Benim anlamadığım, bir işadamı niye GAZETECİ OLMAK İSTER? Madem gazeteci olmak istiyorsun al bir gazete geç başına istediğini yaz çiz. Sana engel olan yok. İşadamı olarak tanınırken ÇAKMA BİR BASIN KARTI satın alıp NASIL GAZETECİ olunuyor anlamıyorum. Madem İŞİDAMI-GAZETECİ-SİYASETÇİSİN yaptın paylaşımda niye POLİS OLDUĞUNU dikte ediyorsun?

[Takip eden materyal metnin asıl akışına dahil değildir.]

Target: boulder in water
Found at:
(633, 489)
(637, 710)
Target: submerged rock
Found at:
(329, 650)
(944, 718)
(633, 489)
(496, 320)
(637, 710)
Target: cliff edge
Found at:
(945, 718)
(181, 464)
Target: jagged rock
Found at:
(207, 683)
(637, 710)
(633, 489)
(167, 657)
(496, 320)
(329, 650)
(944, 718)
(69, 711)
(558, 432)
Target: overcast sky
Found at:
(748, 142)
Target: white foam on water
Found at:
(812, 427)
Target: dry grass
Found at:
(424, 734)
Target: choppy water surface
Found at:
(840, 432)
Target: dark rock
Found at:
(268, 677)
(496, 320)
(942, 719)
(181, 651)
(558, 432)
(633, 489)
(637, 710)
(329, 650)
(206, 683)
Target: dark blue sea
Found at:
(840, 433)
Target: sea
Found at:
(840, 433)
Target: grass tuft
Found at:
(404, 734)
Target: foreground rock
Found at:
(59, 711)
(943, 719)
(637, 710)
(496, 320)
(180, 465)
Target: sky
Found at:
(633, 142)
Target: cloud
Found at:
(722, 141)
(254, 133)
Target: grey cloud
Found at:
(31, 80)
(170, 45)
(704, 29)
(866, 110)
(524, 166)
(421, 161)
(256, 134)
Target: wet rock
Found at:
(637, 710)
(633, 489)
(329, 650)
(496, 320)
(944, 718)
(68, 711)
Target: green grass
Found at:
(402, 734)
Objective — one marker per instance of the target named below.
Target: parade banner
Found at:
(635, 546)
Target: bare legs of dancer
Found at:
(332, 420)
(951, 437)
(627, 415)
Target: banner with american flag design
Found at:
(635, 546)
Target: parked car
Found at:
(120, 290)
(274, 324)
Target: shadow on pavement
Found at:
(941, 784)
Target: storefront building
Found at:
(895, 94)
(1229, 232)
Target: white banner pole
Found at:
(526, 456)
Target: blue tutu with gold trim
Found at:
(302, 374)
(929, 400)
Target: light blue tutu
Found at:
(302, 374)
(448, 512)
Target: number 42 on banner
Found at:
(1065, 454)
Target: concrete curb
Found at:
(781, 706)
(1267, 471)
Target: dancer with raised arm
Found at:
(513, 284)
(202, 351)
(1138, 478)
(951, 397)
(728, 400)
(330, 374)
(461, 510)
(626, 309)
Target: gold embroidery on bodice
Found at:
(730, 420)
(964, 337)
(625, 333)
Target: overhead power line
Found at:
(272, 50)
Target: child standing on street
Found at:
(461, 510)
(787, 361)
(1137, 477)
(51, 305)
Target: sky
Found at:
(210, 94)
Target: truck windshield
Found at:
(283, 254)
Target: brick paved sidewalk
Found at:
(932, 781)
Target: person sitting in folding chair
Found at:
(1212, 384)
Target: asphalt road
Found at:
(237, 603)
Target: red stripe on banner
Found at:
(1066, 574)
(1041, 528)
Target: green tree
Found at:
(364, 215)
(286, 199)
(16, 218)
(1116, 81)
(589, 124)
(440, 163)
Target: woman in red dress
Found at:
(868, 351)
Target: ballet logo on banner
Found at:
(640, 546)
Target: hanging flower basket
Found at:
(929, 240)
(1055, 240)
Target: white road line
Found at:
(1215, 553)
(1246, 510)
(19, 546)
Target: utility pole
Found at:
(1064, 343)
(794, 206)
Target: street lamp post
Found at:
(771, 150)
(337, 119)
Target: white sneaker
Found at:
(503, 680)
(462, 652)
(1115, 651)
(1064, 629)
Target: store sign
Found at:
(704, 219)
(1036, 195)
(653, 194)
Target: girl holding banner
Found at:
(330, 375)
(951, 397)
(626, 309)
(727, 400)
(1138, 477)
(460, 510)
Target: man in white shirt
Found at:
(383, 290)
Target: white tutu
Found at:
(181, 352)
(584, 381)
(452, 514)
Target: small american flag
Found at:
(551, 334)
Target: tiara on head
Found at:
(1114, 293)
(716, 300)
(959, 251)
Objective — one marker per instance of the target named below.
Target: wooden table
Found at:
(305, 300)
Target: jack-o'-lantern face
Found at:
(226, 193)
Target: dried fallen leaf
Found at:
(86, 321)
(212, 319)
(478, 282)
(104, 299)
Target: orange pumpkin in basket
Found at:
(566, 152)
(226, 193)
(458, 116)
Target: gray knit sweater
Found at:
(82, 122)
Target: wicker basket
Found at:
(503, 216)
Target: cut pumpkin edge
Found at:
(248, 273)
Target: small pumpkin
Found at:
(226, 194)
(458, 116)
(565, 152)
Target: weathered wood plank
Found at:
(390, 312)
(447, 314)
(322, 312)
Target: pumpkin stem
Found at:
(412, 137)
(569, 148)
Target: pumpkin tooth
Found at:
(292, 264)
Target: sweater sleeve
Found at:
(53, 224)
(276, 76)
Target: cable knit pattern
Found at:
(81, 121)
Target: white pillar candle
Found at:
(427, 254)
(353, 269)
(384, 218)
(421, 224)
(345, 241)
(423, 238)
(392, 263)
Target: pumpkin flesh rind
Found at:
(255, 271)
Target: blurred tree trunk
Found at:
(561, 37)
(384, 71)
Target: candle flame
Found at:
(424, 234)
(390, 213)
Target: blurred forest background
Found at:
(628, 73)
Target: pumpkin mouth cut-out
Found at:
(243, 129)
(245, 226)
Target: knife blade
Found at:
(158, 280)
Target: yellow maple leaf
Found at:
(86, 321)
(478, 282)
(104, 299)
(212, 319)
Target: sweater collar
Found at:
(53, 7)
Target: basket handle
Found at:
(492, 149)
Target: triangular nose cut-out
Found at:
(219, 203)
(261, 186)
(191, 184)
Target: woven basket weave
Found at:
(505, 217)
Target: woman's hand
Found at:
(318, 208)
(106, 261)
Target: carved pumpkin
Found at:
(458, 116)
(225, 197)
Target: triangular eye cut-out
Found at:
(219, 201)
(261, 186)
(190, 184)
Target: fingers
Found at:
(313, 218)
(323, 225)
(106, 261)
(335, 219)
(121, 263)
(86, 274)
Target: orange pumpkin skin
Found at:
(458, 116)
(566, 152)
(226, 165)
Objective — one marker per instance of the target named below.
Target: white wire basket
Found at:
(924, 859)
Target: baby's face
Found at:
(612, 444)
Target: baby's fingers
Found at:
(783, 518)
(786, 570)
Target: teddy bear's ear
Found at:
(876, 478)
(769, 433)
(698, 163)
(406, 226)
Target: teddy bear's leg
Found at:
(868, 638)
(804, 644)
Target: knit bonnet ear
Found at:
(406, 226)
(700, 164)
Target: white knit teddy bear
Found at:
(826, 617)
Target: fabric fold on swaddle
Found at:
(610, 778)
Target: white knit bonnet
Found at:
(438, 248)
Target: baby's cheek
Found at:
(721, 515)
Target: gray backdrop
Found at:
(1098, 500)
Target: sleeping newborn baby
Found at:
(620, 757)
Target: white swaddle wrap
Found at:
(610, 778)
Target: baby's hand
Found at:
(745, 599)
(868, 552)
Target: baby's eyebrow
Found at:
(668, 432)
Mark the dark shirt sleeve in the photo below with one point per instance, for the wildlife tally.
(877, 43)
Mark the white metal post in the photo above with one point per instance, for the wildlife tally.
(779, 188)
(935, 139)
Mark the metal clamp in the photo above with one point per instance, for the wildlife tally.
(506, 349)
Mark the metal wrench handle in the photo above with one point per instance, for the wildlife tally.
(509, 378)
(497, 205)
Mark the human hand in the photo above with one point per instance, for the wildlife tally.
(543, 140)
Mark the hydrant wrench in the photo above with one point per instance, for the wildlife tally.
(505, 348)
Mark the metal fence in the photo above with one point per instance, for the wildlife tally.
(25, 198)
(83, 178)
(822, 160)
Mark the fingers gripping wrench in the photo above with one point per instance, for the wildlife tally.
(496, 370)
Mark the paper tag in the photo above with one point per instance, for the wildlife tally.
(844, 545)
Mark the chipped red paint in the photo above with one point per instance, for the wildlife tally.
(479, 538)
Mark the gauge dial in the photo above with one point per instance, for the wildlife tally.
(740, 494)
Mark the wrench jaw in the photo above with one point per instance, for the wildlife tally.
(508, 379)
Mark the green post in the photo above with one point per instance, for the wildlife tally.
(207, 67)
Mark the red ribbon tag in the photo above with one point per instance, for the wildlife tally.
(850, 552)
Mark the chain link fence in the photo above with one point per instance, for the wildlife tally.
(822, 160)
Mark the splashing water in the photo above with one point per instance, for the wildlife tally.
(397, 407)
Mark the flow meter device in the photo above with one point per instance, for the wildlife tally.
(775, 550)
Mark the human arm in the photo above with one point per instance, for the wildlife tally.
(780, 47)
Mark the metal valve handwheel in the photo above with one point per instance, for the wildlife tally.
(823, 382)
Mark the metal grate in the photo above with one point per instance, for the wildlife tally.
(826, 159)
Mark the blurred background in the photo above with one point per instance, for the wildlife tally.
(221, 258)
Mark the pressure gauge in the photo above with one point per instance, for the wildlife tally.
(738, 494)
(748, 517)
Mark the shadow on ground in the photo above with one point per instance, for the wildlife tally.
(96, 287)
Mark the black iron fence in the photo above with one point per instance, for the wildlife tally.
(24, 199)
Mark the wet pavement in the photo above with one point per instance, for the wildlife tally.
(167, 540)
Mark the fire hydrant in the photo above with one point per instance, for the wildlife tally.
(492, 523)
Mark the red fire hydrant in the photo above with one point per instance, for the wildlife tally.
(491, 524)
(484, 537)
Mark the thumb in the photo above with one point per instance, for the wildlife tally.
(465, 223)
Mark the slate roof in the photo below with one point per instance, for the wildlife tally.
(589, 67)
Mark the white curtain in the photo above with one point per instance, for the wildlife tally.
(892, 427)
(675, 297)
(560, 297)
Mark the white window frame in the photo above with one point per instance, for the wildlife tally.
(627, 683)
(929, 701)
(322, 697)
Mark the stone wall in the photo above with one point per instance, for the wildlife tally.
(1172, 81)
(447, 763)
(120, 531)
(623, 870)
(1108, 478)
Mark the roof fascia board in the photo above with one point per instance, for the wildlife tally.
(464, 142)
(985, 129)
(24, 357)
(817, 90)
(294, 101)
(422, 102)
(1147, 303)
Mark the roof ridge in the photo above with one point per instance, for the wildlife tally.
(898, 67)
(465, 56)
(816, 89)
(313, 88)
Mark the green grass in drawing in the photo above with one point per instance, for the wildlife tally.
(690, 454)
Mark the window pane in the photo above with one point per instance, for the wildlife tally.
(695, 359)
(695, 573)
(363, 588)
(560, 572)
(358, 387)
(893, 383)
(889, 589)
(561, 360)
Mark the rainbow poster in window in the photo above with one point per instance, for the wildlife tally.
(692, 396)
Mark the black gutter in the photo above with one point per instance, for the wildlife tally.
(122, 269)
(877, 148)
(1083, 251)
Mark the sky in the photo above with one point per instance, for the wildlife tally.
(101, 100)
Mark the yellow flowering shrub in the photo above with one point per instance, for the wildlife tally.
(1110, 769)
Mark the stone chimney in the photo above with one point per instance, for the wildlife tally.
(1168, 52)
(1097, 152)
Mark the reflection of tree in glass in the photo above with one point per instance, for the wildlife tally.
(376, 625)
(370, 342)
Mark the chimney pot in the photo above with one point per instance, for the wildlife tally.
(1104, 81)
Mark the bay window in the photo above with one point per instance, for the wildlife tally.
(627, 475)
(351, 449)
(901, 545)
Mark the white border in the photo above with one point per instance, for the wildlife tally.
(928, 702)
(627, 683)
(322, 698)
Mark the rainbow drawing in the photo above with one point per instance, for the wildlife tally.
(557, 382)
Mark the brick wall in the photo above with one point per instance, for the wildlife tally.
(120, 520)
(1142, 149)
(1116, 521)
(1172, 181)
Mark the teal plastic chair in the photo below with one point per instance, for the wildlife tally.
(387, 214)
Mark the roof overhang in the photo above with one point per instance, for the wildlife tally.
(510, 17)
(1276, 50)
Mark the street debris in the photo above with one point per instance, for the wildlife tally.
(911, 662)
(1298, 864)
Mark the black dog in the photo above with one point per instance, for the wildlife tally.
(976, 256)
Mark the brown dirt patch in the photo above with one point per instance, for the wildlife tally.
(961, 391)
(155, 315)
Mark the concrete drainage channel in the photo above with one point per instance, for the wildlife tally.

Bakın arkadaşlar, önce NE OLMAK İSTEDİĞİNİZE bir karar verin. İlk okuldaki çocuk bile ne olacağına o yaşta karar veriyor. Bari siz yapmayın. Hele ülke yönetimine talip olduğunuzu söylediğiniz anda!
BİZ SİZİ YALIN SEVDİK!
Ben oldum olası SANATÇI ve FUTBOLCULARIN siyasete girmesine karşı olan biriyim. Hatta gerçek GAZETECİ olanların bile. Çünkü birini sanatı, diğerini kabiliyeti diğerini de yazıları için sevdik. ASRIN FELAKETİNDE saygı duyarak takip ettiğimiz, hemşehrileri için gözyaşı döken GÖKHAN ZAN! Meğer insanların açısı üzerinden siyasi rant devşirme peşindeymiş.
Meğer Cumhurbaşkanlığına İletişim Başkanlığına teşekkür edip sonrada bir televizyonda hakaretler yağdırmasının bir sebebi varmış! Derdi İYİ Parti’den aday adayı olmakmış! Bir diğer isimde doğduğum şehirde tanıdığım kişiliğinden şüphe duymadığım ÜNAL KARAMAM. Biz ona hep YÜREĞİ, DİK DURUŞU ve FUTBOLU ile sevmiştik!
Ama o da maalesef DEVLETİNE KATİL DİYENLERE ses çıkaramayan İYİ Parti’den milletvekili aday adayı oldu. Keşke BÖYLE OLMASAYDI. Keşke siyasete hiç girmeseydiler de biz onları YALIN HALLERİ ile sevseydik. Gönlümüzde öyle kalmaya devam etselerdi.